Often a ring may lack the roots (zeros) for a polynomial that we would like to have. For example $f(X) = X^2 + 1$ has no roots over the polynomial ring $\mathbb{Z}[X]$, or even over the rational or real polynomials. But it will have two distinct roots if we extend coefficients to the complex numbers $\mathbb{C}[X]$. Much of the further steps in abstract ring theory will examine the process of constructing ring extensions that produce roots.

(5) Zero divisors in polynomial rings have again the same definition as for commutative rings with unity in general. That is, if a (nonzero) element can be multiplied by another nonzero element to give a product zero, then we can say that element is a zero divisor. Notice that an integral domain is simply a commutative ring with unity that has no zero divisors.

Note that typically an author excludes zero itself from consideration as a zero divisor, but perhaps it makes sense to always qualify the meaning by saying an integral domain has no zero divisors other than zero.

We can thus restate an earlier proposed exercise as proving $R[X]$ has no zero divisors if and only if $R$ has no zero divisors.

Answer 2

1. Yes, I'm pretty sure that's definition is correct. Basically, this means that the ring has commutative addition, commutative multiplication, and there's no way you can multiply two non-zero polynomials and get $0$.

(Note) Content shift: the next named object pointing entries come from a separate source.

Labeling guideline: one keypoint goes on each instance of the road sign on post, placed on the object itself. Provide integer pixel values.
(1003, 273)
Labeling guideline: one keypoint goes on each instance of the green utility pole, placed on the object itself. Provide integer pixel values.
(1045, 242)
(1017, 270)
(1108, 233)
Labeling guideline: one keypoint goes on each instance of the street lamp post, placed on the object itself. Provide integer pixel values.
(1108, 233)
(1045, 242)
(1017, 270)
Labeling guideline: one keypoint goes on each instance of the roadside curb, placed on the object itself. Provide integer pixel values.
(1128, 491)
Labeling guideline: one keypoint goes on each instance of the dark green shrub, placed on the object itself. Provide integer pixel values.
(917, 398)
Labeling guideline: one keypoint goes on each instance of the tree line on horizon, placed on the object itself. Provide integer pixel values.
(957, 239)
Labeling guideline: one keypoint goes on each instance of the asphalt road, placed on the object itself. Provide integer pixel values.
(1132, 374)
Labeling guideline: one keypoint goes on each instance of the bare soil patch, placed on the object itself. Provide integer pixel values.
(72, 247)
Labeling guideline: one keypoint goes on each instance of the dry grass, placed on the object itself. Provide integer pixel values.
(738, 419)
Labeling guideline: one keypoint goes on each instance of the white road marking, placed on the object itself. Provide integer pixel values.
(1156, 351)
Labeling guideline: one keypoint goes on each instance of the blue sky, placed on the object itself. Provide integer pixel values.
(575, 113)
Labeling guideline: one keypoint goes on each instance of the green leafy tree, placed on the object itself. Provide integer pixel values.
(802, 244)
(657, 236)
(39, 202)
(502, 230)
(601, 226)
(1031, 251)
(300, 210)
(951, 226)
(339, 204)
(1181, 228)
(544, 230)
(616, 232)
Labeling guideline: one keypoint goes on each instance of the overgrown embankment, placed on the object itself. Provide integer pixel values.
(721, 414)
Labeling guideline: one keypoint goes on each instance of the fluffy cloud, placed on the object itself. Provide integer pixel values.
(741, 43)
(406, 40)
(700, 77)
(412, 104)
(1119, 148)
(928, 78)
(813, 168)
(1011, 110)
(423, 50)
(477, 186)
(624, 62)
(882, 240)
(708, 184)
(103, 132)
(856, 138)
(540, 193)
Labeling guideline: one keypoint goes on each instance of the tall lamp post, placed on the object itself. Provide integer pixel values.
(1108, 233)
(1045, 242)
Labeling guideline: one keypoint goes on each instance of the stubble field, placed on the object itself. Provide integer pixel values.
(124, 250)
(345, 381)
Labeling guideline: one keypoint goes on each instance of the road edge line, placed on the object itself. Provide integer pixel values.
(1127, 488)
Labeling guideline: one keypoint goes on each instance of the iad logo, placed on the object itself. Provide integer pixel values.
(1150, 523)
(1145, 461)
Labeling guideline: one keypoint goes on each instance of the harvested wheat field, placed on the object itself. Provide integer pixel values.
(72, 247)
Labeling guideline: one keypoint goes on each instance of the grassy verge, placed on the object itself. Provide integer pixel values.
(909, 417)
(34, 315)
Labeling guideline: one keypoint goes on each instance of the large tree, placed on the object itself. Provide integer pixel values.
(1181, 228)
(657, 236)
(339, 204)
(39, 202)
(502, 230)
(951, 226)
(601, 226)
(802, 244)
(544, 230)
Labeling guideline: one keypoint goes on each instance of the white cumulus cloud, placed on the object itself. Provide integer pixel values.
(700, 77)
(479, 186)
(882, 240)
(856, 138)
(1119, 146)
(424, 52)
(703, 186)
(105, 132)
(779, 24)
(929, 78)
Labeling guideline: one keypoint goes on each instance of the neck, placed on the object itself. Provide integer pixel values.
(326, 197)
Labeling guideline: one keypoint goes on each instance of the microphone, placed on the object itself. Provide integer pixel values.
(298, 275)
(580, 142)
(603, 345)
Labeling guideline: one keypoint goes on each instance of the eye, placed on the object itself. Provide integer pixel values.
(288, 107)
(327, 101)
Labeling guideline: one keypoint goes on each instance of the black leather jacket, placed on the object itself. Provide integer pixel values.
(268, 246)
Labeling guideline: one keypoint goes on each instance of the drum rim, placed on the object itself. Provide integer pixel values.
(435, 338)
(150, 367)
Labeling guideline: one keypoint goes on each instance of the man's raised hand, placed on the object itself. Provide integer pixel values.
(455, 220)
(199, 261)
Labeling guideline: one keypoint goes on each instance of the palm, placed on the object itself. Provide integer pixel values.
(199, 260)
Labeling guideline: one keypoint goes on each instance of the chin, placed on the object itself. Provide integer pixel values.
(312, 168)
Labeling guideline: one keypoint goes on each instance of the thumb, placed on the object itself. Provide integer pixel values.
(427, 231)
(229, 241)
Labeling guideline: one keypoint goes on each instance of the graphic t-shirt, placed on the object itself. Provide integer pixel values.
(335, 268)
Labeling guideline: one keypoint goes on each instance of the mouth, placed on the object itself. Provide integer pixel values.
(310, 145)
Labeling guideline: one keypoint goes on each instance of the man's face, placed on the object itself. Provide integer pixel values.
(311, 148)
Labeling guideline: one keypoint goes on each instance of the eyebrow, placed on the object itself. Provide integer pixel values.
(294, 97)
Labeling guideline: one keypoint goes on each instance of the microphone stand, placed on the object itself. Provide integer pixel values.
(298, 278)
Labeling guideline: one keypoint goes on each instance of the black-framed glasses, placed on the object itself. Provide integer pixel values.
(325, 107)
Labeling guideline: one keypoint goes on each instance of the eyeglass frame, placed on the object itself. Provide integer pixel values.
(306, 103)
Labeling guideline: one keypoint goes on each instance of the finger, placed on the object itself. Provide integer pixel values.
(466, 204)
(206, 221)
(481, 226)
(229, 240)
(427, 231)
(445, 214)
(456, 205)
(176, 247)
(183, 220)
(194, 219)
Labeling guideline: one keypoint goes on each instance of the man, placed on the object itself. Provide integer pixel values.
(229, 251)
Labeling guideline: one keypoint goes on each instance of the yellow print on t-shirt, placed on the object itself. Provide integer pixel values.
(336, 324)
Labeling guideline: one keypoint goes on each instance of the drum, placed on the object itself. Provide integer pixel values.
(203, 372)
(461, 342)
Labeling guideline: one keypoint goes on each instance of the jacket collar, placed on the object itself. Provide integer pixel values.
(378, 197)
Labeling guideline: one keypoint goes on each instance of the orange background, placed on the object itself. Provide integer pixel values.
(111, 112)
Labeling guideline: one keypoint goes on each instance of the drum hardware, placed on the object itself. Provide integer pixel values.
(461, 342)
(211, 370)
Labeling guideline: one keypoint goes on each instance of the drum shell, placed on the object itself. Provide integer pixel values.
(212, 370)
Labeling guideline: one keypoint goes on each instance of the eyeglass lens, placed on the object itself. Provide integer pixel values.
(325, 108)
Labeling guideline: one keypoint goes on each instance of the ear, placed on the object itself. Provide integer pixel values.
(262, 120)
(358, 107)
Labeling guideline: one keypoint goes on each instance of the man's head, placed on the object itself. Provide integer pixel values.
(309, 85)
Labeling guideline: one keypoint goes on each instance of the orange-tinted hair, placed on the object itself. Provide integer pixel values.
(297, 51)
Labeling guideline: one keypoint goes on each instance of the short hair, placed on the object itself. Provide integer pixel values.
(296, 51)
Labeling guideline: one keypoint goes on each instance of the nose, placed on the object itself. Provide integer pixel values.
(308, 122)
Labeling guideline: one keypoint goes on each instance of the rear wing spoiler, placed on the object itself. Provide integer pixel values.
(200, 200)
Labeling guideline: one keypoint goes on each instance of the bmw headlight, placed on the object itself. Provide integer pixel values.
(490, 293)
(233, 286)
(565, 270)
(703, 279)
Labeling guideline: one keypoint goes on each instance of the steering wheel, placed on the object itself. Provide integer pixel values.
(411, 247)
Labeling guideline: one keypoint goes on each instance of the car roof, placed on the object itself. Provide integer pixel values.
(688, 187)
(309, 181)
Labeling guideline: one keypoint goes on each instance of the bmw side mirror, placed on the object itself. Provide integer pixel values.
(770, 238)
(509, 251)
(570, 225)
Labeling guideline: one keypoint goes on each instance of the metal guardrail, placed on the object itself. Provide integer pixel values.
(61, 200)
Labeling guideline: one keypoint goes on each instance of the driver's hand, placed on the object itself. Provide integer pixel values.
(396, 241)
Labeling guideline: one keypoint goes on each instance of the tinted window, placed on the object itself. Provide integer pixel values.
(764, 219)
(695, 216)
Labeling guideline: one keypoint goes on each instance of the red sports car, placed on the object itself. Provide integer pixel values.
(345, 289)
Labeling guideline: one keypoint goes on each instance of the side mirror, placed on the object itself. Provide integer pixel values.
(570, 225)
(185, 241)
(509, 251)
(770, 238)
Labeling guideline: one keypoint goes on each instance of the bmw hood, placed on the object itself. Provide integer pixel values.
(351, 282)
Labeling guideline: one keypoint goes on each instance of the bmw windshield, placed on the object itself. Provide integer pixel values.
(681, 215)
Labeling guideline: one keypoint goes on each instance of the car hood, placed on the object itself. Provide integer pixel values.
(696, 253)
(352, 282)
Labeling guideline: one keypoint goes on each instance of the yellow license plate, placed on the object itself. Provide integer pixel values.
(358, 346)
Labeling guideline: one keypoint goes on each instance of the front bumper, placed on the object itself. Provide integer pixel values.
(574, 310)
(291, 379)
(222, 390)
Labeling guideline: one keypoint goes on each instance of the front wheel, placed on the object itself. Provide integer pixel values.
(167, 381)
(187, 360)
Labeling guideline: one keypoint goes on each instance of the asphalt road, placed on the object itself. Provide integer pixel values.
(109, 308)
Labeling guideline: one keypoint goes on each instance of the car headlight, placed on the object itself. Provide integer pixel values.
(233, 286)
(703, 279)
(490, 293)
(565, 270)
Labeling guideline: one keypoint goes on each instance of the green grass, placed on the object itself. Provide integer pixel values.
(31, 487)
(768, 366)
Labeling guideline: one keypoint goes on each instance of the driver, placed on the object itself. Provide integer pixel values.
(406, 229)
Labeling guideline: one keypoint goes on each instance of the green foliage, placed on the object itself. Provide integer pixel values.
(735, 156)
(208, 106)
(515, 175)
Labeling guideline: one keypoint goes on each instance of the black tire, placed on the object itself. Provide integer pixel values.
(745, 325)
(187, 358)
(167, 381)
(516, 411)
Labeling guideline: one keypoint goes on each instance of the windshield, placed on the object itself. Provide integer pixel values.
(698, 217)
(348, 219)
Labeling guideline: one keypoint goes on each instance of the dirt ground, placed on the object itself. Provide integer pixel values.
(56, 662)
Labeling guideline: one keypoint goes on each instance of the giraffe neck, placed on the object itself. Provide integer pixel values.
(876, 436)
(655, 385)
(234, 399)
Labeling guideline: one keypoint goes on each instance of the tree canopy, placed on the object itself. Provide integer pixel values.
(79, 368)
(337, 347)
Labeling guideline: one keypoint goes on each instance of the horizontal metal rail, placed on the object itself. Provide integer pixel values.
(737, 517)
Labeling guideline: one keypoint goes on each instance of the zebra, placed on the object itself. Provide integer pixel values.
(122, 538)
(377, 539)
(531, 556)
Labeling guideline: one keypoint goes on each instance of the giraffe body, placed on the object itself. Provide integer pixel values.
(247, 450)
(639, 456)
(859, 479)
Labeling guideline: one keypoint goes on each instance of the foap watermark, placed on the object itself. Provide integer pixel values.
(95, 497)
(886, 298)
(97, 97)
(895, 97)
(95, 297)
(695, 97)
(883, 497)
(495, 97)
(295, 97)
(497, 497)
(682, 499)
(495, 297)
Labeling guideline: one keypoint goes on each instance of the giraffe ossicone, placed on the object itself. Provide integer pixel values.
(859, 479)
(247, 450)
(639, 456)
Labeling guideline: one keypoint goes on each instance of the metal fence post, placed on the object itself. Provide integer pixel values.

2. Any polynomial that has an $x$ term in it can not be a unit. There is no way you can multiply something with an $x$ in it and then get $1$. It just doesn't make sense. There's no way to eliminate the $x$ through multiplication. Therefore, to find the units of the polynomial ring, just find the units of the original ring. For example, the units of $\Bbb{Q}[X]$ is $\Bbb{Q}-\{0\}$ because all rational numbers (except $0$) are units and the units of $\Bbb{Z}[X]$ is $\{-1, 1\}$.

3. I'm also pretty sure that definition is also correct. Basically, this means that if $f(x)$ is irreducible, then the only thing that can be factored out of it is a unit. It is not factorable into smaller polynomials.

4. Yes, your idea of the zeroes of polynomial is correct. With a finite ring like $\Bbb{Z}_7$, you can simply guess and check from $0$ to $6$ and see which ones come out to $0$.

Number 5 is kind of harder to explain, in my opinion, so I'm going to let someone else do that or I will come back to this later and notify you once I have added them to this answer. This theorem on Math StackExchange might help you understand how to find zero divisors. Please ask if you have any confusion about anything I said here!